Ni con el diablo ni con los centroamericanos

La 4T sólo tiró las campanas al vuelo y luego se retractó con el tema de las caravanas migrantes

Gardenia_Mendoza

El presidente Andrés Manuel López Obrador se echó la soga al cuello en el tema migratorio, porque en medio de la crisis de caravanas migrantes a principios de su administración, vendió a la opinión pública la idea de que dejaría entrar a los centroamericanos sin papeles como una política de Estado y no como lo que realmente pretendía hacer: dejarlos pasar temporalmente y luego bloquearlos.

El Programa Emergente de Tarjetas de Visitante por Razones Humanitarias duró apenas unos días, finalizó el 28 de enero pasado con un saldo de 13,270 visados y, desde entonces, las autoridades migratorias no dan ningún papel en las garitas migratorias del país. Exigen que los extranjeros lo soliciten en las representaciones diplomáticas mexicanas de sus respectivos países, como en los viejos tiempos.
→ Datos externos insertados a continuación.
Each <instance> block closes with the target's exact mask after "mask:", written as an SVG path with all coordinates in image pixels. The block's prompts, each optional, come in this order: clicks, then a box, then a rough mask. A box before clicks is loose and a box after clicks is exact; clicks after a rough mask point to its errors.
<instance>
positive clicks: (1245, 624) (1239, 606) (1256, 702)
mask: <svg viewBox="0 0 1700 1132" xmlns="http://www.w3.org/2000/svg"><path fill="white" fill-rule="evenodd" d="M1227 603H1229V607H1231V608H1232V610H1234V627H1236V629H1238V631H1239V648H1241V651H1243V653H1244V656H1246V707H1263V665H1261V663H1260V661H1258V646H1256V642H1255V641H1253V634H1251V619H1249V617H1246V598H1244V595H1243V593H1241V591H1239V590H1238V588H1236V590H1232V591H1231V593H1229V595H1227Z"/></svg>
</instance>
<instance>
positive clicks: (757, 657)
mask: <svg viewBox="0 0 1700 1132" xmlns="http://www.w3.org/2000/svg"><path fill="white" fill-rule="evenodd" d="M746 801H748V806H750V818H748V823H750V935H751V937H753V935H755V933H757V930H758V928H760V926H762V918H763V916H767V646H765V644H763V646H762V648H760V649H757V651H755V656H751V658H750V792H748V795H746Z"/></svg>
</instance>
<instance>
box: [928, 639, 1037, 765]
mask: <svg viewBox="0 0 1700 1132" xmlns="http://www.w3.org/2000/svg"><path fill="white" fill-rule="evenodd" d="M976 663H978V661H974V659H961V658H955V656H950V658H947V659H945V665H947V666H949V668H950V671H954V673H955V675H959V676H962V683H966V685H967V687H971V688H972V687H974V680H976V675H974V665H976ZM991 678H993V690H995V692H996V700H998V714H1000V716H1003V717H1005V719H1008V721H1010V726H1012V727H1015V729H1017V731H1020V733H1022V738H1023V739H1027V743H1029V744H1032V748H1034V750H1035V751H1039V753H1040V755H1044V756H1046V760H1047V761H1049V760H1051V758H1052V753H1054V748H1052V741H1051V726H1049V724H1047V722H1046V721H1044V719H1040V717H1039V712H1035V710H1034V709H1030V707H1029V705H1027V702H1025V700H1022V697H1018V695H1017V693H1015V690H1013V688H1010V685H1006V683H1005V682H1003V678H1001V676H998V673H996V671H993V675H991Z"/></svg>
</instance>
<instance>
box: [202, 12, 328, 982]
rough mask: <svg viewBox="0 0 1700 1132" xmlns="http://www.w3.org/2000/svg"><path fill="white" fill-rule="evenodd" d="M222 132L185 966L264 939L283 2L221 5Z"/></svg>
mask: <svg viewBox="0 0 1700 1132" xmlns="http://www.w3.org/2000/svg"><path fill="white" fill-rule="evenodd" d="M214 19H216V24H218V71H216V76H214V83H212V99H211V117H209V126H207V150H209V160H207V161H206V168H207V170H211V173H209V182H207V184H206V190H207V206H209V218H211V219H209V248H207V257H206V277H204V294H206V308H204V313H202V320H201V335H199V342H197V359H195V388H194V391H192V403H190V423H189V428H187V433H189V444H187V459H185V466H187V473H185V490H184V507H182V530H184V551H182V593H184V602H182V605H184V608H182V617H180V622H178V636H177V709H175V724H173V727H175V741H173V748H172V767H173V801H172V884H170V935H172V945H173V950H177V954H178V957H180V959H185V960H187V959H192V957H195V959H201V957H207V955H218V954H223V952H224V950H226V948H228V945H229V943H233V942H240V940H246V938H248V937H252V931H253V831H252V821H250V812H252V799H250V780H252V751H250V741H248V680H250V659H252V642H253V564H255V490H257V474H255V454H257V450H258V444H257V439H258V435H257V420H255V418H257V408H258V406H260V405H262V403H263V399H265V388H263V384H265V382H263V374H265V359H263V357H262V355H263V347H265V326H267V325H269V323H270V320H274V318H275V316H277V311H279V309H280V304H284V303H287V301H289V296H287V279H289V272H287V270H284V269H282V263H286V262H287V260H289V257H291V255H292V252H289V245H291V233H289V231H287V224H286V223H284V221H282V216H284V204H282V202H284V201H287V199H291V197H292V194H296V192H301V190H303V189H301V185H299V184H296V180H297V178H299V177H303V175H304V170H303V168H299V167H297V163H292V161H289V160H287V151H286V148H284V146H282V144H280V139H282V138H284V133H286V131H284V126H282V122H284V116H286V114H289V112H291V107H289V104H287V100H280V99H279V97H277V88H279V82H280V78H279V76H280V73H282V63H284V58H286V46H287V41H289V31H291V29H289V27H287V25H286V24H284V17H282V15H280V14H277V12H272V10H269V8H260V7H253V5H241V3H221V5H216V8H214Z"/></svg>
La 4T sólo tiró las campanas al vuelo y luego se retractó, para infortunio de los migrantes porque, a falta de información clara y directa que explique que las puertas abiertas fueron coyunturales, la mayoría cree que aún se puede pasar como don Juan por su casa y eso provoca que vendan sus propiedades o se endeuden para toparse, otra vez, con el rechazo México.

Del otro lado tampoco ha quedado bien. La medida (aunque ya no existe) sigue siendo muy mal vista por la administración de Donald Trump. En las últimas horas, el comisionado de Aduanas y Protección Fronteriza (CBP), Kevin McAleenan, culpó al gobierno mexicano de ayudar a la llegada de grandes grupos de centroamericanos en autobuses.

En su comparecencia ante el Senado de EU, McAleenan incluso fue más lejos y calificó el proceder de la nueva administración mexicana como violatoria de la ley de su propio país, porque la Ley de Migración la obliga a devolver a sus países a todas las personas extranjeras que ingresen sin documentos.

Con mayoría en el Congreso, AMLO podría empujar una reforma que considerara de manera sistemática un ingreso fluido de centroamericanos con permisos de un año para que, quienes tengan la necesidad, puedan explorar la opción con calma, sin persecuciones ni chantajes de coyotes o vivillos: la realidad es que México es tan xenófobo como hospitalario.

Del Suchiate al Bravo, los ríos extremos dan cuenta de pobladores hartos del desorden, la inseguridad y retos por la llegada de tanta gente el mismo tiempo. Como en cualquier casa, no es lo mismo atender a uno o dos huéspedes que a un escuadrón que, además, fue invitado por otro.

Pero otorgar estos permisos por ley requeriría, entonces sí, que el Estado mexicano tomara postura, afianzara sus políticas con dinero y compromiso permanentes y enfrentara toda la furia de vecinos inconformes.

Por eso ha sido más fácil la falacia de hacer creer que hubo un cambio de política pública ante la migración indocumentada cuando, en realidad, esa diferencia duró apenas el primer mes de 2019. Después ha sido sólo administración del conflicto. O simulación, si queremos usar la palabra precisa.